I am not the first to note that much of the world is taken up with un-necessary and ridiculous things. Much of what we buy we do for status or are driven by advertisements or unthinking habit. If the worst comes, it will be interesting to see how people who get around in large chrome-decorated pick-up trucks nowadays react to being forced to plod about on foot, without their status symbols to buoy their self-confidence, make them feel big.


In fact, if civilization collapses, it might be safer to isolate oneself on hidden farms and try to avoid notice by the bands of marauding thieves and pillagers who would troll the highways. Like Mad Max but with boreal forests instead of bare deserts.


A first step might be to block or dig up any paved roads in the area to prevent these free-wheeling marauders from getting easy access. A couple fair-sized trees would provide a significant block to marauder. Instead of a few seconds to get through that point, it would be minutes out of their cars, exposed and on foot, with maybe another block just past the next bend. If the fallen trees are draped with barbed wire, the road-block is likely to be almost impassable to any fast-wheeling bandit.


This might be pessimistic about our fellow humans, but seeing how some/ many drive today and the general me-first, selfishness out there, it is difficult to believe that under harsh conditions their behaviour will improve. For sure after a couple years the bad ones will do themselves or each other in, and the rough edges will be smoothed out of the rest.

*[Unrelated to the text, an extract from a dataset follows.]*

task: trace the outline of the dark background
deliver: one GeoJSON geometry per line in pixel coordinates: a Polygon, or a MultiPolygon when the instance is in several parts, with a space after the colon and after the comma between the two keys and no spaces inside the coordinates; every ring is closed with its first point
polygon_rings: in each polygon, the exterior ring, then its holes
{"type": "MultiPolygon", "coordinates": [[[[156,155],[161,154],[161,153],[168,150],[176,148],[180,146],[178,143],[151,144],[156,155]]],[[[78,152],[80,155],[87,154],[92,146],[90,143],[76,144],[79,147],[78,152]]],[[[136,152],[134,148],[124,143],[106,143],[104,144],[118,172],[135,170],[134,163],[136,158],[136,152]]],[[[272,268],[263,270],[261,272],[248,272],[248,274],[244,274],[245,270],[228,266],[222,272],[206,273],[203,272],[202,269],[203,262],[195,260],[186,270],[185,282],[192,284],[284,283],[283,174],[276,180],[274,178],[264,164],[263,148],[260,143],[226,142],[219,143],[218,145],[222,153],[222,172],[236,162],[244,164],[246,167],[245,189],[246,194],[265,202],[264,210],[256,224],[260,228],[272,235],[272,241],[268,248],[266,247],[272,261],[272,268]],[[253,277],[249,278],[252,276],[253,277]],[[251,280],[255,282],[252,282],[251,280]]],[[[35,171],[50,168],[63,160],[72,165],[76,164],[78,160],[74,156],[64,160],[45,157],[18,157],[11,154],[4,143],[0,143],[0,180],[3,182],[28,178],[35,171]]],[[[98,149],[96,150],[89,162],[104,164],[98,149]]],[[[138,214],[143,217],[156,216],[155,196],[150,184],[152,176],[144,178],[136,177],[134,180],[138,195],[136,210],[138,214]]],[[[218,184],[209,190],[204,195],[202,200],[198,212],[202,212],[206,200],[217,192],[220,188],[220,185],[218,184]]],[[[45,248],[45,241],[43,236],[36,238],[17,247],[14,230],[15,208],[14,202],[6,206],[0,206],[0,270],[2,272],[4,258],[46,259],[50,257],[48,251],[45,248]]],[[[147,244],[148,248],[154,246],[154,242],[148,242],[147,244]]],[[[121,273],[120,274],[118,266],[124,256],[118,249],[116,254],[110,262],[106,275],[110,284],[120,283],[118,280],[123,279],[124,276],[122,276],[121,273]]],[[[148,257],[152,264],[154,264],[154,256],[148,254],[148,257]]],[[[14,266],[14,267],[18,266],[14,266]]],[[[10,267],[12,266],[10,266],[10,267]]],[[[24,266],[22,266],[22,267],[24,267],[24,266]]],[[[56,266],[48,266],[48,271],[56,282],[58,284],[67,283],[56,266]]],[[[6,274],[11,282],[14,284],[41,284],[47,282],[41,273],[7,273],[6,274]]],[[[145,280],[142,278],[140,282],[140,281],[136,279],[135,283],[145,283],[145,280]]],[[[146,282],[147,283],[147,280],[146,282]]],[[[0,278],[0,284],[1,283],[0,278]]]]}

Heck - probably the first winter - a true test of character - will winnow out those who don't share or care. Those who rely on someone telling them what to do - who are not self-starters, who are not self-disciplined - will have a difficult or impossible time of it.


It is said that hunter-gatherers were able to satisfy their simple needs with just a few hours of work a day. We too could live that easily if we lowered our needs. As an experiment in the 1920s and 30s, several went to live in the woods. Some more mainstream adopted "wilderness welfare," that I refer to above, but the ones I am talking about now actually tried to go back to stone age technology. If you are interested you may find references to these in old newspapers.